To conduct analyses on the above 3 patterns, 2,3,4,7,8-PeCDF, PCB and PCQ blood concentrations were added to the explanatory variables. SPSS11.5J for Windows was used for the analyses.
Results
2,3,4,7,8-PeCDF blood concentration as an objective variable, PCB and PCQ blood concentrations, blood glucose level, arthralgia, gender, total bilirubin, black comedones, acneform eruption, past history of skin pigmentation and acneform eruption, increased A/G ratio, abnormal respiratory sounds, blood potassium level, and total cholesterol showed less than a 0.05 level of significance. Most of these items are considered characteristic symptoms of Yusho. Even when PCB and PCQ blood concentrations are excluded from the explanatory variables, older age, A/G ratio, general fatigue, arthralgia, gender and oral pigmentation showed less than a 0.05 level of significance.

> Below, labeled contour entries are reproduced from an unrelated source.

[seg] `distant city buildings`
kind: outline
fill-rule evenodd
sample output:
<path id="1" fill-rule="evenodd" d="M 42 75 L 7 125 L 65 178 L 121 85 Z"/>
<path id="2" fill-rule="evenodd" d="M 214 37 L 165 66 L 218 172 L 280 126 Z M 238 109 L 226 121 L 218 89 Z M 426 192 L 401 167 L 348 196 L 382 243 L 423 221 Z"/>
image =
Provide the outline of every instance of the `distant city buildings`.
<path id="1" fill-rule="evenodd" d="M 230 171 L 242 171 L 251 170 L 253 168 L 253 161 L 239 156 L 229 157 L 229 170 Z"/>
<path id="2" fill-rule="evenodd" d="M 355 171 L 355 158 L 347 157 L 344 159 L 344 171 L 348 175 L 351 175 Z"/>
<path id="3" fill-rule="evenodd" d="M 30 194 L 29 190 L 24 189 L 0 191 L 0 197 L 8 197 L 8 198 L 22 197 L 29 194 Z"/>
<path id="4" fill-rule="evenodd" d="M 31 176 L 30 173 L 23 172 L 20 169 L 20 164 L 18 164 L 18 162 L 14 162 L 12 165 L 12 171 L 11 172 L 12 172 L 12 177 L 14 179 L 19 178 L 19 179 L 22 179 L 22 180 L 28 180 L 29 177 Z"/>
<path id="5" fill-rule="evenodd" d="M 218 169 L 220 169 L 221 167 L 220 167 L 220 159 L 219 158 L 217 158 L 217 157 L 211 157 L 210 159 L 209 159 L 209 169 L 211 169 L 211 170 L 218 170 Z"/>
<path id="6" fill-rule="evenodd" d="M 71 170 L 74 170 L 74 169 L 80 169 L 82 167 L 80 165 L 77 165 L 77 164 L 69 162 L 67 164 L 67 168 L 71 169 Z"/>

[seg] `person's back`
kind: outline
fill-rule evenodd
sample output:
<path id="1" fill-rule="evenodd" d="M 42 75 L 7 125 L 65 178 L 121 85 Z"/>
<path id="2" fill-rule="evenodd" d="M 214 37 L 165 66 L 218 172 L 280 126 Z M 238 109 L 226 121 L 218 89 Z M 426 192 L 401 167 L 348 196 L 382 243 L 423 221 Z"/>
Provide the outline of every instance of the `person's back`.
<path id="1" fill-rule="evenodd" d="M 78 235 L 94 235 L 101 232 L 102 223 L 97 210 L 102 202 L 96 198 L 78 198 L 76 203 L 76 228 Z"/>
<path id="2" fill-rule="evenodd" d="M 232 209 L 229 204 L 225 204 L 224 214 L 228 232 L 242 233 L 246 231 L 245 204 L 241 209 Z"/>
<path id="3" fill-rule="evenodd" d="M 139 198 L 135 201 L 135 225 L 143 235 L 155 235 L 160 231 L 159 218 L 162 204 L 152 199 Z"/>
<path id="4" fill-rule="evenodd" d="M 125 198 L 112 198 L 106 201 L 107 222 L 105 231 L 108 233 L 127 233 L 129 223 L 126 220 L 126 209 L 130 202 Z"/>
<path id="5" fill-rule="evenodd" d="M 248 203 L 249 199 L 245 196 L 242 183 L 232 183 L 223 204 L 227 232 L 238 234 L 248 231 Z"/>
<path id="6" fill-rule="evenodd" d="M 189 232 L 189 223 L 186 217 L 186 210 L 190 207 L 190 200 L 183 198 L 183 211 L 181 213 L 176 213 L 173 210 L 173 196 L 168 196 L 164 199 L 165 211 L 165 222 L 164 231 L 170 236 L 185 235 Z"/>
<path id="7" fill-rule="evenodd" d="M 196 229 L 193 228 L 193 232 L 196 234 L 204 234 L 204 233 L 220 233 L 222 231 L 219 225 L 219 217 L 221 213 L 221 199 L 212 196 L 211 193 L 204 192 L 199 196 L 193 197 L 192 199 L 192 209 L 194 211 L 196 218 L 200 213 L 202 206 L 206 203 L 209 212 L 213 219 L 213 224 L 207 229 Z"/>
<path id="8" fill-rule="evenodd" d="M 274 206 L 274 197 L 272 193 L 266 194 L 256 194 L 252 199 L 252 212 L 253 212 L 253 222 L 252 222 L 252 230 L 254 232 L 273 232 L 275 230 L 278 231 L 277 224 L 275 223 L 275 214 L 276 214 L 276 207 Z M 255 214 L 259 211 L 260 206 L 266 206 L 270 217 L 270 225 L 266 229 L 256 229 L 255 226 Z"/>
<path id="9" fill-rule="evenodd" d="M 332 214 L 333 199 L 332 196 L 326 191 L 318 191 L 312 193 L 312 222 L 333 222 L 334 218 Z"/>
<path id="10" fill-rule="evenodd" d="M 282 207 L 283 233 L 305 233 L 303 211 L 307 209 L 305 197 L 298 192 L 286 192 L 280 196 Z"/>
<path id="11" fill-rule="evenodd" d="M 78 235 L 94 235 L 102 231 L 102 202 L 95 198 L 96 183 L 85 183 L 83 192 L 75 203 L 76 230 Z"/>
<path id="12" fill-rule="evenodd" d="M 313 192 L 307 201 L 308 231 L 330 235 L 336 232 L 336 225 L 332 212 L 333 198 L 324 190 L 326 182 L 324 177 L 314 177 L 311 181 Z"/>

In contrast, when 49 factors were extracted by the principal component analysis (PCB and PCQ as objective variables, 2,3,4,7,8-PeCDF blood concentration as an explanatory variable), PCQ and PCB blood concentrations, arthralgia, presence or absence of previous history since 1968, A/G ratio and blood glucose level indicated a significance probability of ≤ 0.05 for the 2,3,4,7,8-PeCDF blood concentration. (Table 4)
Table 4.
Results of logistic regression analysis(2,3,4,7,8-PeCDF blood level as an objective variable)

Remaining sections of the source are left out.